Por consequência, a aula de marcenaria agora está examinando a natureza da humanidade e como ela deve se relacionar com o restante da criação física. Este é um plano belo e profundo para integrar uma aula de marcenaria a essa imagem maior e fazê-lo de uma forma acessível aos estudantes do ensino médio. Eles ainda vão fazer mesas e prateleiras, mas todo o tom da aula foi elevado. Pontes foram construídas.
Quanto mais um professor for capaz de fazer essas conexões para seus alunos, mais lhes proporcionará uma visão do todo. Os professores devem conscientemente tentar transmitir essa ideia da imagem maior ao ensinar qualquer parte dela que lhes seja atribuída. É bom para os alunos contemplarem a misteriosa ordem na criação em uma aula de geometria. É bom para eles admirarem uma frase lindamente elaborada em um livro de história.

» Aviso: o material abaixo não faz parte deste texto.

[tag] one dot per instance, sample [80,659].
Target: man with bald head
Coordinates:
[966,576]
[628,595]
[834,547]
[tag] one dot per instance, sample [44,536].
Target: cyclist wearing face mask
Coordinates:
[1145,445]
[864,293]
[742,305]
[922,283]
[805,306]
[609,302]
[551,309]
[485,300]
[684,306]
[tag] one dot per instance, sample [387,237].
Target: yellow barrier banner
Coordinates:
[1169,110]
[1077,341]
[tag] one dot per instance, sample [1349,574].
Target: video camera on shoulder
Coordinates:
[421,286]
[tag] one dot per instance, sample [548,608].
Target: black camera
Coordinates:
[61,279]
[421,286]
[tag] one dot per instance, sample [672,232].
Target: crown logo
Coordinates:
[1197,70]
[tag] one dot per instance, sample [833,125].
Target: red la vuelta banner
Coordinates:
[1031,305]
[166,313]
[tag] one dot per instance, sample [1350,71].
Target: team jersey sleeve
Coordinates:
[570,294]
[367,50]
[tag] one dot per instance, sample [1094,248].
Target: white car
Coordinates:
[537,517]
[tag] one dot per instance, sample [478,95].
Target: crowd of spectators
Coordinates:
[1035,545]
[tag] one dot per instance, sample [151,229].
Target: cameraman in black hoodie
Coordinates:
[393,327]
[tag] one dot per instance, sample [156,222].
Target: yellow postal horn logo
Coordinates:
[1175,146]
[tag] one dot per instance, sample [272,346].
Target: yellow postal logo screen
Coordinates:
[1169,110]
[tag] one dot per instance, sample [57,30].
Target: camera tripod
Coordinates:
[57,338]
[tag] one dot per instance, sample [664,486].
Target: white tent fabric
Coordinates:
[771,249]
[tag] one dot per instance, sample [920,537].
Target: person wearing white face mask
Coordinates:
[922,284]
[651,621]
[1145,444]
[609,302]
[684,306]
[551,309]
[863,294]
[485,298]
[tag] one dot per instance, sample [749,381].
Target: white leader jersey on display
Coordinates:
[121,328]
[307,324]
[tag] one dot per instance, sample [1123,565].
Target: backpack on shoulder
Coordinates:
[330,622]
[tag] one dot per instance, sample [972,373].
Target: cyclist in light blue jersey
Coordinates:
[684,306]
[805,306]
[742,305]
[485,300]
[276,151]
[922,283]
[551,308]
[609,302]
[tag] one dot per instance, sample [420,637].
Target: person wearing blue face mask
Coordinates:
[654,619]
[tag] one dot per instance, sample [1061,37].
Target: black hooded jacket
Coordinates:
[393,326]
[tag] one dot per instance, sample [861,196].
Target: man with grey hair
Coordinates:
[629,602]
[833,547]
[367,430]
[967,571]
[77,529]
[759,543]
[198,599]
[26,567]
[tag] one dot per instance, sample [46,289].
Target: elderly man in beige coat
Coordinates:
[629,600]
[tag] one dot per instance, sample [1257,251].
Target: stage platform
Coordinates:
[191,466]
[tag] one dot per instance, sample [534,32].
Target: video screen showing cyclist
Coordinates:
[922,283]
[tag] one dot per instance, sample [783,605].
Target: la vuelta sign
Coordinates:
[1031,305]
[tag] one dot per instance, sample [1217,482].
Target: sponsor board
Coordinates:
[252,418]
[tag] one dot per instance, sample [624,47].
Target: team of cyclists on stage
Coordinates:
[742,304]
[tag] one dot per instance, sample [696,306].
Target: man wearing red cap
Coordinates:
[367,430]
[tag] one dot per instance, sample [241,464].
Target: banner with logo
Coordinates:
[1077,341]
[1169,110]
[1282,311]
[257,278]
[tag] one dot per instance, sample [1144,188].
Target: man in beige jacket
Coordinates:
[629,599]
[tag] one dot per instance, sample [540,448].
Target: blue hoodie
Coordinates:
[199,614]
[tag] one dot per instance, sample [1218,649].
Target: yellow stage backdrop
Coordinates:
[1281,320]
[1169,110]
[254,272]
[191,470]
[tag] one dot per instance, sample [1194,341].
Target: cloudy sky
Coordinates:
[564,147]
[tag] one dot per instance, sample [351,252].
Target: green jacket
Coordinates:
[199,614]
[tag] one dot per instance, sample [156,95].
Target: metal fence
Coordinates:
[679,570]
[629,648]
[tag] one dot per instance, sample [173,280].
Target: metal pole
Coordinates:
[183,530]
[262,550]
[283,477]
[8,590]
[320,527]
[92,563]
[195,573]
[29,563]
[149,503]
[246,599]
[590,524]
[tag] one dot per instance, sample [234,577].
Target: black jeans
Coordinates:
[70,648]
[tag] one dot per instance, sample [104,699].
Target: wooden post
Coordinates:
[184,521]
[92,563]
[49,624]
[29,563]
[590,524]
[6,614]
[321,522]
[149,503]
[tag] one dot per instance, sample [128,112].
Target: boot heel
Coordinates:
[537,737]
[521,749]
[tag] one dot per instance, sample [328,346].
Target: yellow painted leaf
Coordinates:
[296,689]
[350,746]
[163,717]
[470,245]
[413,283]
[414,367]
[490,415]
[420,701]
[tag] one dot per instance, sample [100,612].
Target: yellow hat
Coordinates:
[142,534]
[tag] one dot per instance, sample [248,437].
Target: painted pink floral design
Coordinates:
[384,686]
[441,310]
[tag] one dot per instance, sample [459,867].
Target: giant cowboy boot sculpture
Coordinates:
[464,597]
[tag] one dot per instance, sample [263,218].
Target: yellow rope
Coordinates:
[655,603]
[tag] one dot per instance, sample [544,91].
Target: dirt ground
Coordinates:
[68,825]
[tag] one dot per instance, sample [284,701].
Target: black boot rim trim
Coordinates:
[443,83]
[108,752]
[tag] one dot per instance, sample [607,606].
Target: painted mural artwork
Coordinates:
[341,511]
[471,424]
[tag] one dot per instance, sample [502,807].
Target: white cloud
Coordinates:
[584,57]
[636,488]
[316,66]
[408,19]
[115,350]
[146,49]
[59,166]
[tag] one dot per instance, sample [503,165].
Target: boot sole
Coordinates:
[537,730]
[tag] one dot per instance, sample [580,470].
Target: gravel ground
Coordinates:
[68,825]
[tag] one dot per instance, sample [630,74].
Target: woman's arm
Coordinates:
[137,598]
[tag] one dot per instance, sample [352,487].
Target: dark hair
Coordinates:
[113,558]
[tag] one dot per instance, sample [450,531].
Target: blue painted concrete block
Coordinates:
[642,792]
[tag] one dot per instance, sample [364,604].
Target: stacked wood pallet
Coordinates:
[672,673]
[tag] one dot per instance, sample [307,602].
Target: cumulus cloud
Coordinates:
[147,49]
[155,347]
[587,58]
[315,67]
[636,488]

É bom para eles repousarem no maravilhoso e poético fato de que toda a energia que alimenta seus corpos vem, em última instância, do sol. É bom para eles aprenderem com seus corpos, bem como com suas mentes. Afinal, somos uma união de corpo e mente, e não apenas durante esta vida terrena passageira como pensava Sócrates. Para transmitir a visão do todo, a educação deve integrar todas as partes em uma imagem maior e bela com Deus no centro, dando significado a todas as coisas. A redescoberta e a comunicação desse todo devem ser uma prioridade para qualquer boa escola.
Finalmente, tudo isso me ocorreu enquanto suava no tempo quente, imaginando se meu buraco estava profundo o suficiente (e torcendo muito para que estivesse). Qualquer pessoa que passasse por mim poderia ter me confundido com um pedreiro, em vez do diretor da escola. O que eu estava fazendo só fazia sentido com uma compreensão adequada da imagem maior; uma visão integrada do todo. Minha própria situação era um pequeno exemplo que ilustrava o princípio maior que eu havia lido no dia anterior em “A Ideia de uma Universidade”. E essa fortuita situação agora me serve de lembrete enquanto planejo minhas próprias aulas para o próximo semestre. Lembrete que recebo de braços abertos.